Nine years since their Mercury nominated eponymous debut album, the Djangos have undoubtedly become one of the most inventively progressive bands to escape from the confines of the Scottish music scene.

Now onto their 'eagerly awaited' fourth album, a term overused but is always legitimate for this four-piece Edinburgh-formed avant-pop combo,  there was further curiosity at just how they would manage with a recording process punctuated by lockdown.

The insanely catchy hook-filled acid-inflected early single and Moog-fest album title track is up there with Hail Bop, Tic Tac Toe, In Your Beat and Life's a Beach as almost perfect pop music and promised much. It remains a go-to track months after release.

The upbeat vibrant pop of Tic Tac Toe and In Your Beat signposted their third album Marble Skies.

READ MORE: Top 100 Tunes from Scotland in 2020 Part 4 (26-1): From Lewis Capaldi to The Blue Nile

But in both that and this, the  teases are not reflected on what would be delivered with the final album.

Both have veered between psychedelic space rock and out-and-out devil-may-care leftfield-but-singalong dance-rock and more so this time round.

Drummer-producer Dave Maclean from Dundee said that the band members had different influences which is "why our band is so weird and our songs are a bit of a mish mash".

While he is more into dance and techno, others like Jimmy Dixon are into experimental folk music.

The Herald:

It has been admitted that the album was written specifically to fit precise junctures in their set, which is as singer/guitarist Vinny Neff says, already crafted "to draw a line of links from acoustic stuff through the electronic, rhythmic thing, through to something more raucous and rockabilly".

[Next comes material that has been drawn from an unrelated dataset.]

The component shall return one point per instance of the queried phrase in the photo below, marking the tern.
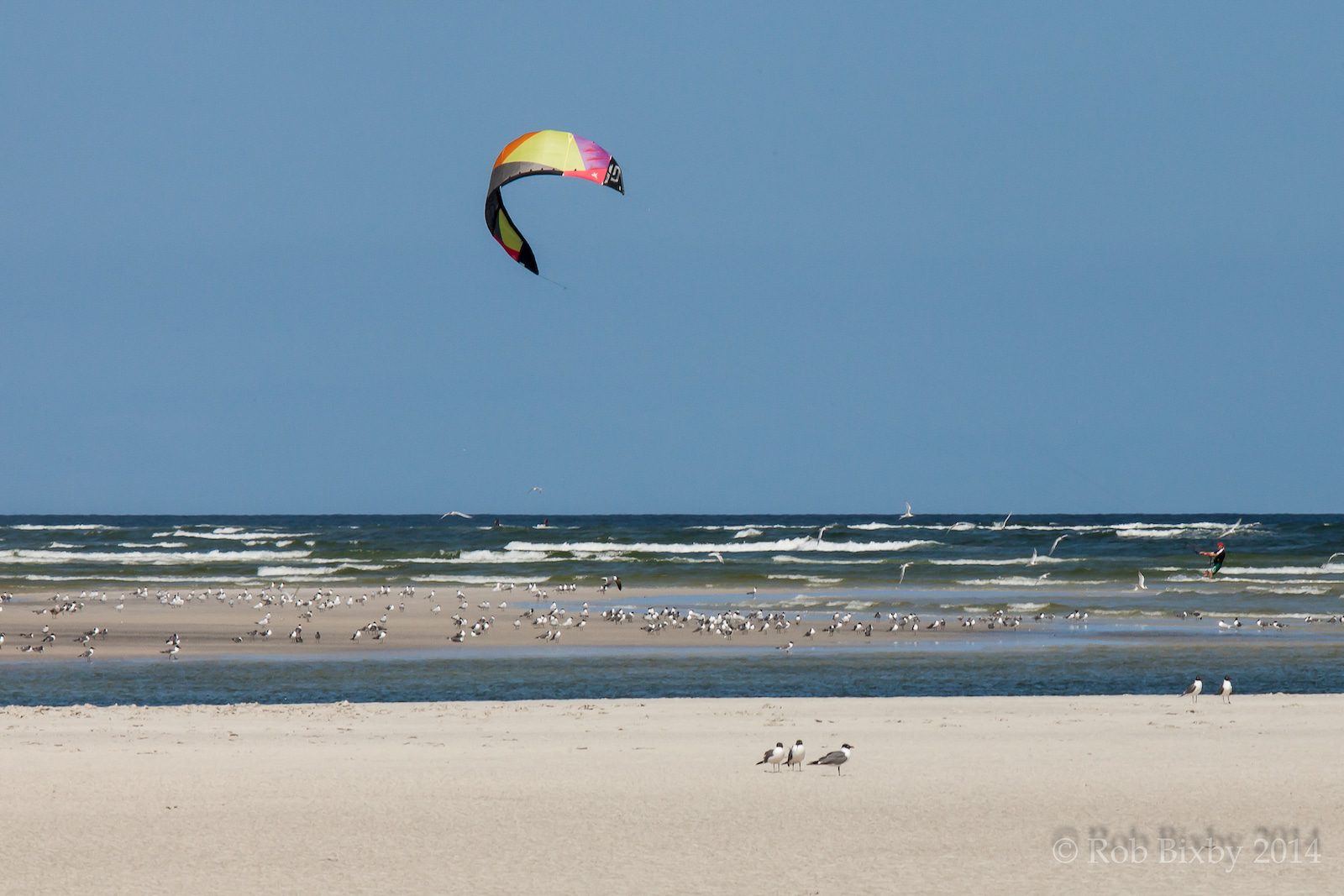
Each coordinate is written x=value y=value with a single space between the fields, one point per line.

This might explain what is to come with this schizophrenic new 14-track offering, their weakest so far, which hits the heights of infectious squelchy leftfield synth pop to transport you out of Covid misery on too few occasions before dropping into the mellow and sometimes horribly mundane.

Glowing's opener, the soaring Spirals sees the Djangos' in cruise control, with Vincent Neff's trademark layered falsetto in full effect and the hypnotic art-rock stylings turned up to 11.

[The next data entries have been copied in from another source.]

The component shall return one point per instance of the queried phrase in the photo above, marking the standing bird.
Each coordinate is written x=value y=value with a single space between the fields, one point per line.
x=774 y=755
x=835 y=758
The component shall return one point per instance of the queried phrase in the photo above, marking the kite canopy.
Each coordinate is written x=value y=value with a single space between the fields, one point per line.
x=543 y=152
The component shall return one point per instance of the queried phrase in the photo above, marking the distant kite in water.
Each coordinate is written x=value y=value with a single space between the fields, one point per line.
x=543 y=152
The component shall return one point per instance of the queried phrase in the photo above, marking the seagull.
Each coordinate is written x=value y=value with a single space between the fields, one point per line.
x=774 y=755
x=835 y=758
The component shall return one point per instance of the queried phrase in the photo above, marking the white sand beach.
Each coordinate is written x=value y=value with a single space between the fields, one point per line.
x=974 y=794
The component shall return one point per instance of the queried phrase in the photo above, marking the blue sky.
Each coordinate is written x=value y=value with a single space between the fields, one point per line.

The thrilling second track Right The Wrongs is what the Djangos do so right. A joyfully addictive electropop vs surf rock addictive harmonic corker that ends too soon at just over 2m and like the title track needs to be played again and again and again.

Got Me Worried takes a mid-paced gear shift, but retains the twitchy close harmony twists that they have become best known for.

That is just about where the good news ends for those seeking a singalong art-pop joyride.

The Djangos brought in guest vocalist Rebecca Taylor of Sheffield indie-pop duo Slow Club for the Jamaican dancehall-influenced Surface To Air off Marble Skies but tended to be one of their more forgettable moments.

On this album it is Serge Gainsbourg's daughter Charlotte that provided the vocals and the "extra glamour" it says here, on Waking Up, but it is another so-so experiment, by their high standards.

Thankfully there is early single Free From Gravity round the corner, a hypnotic earworm (as always) single which is “really about the planet being in such a mess that we eventually have to leave”.

One of the album standouts Headrush is another example of how they are adept at sounding like the Beach Boys on psychedelics, while the floaty, twisting and chaotic instrumental The Ark concentrates on the latter rather then former.

The second half does not live up to the highs of the first, however, with just the standout title track to provide much needed relief.

Night of the Buffalo, sounds like an attempt to do something different that lacks the punch and pizzazz of their best work, the bizarrely folky World Will Turn could have been recorded round a Wild West campfire with an acoustic guitar and cowboy hat for company, while Kick The Devil Out appears to have done just that, musically.

The closing songs Hold Fast, and Asking For More, have tight hooks, but lack the quirks and punchy production of their best songs with Neff producing a more restrained vocal performance. It all ends with what sounds like a bizarre Peter Frampton talk box throwback.

The Djangos have always previously been far far more consistent than their nearest reference points, Hot Chip, who prove equally adept at hitting home with sublime electronic-based art-pop as they are the bloatedly forgettable.

The Djangos have proven, for once, they are quite capable of precisely the same.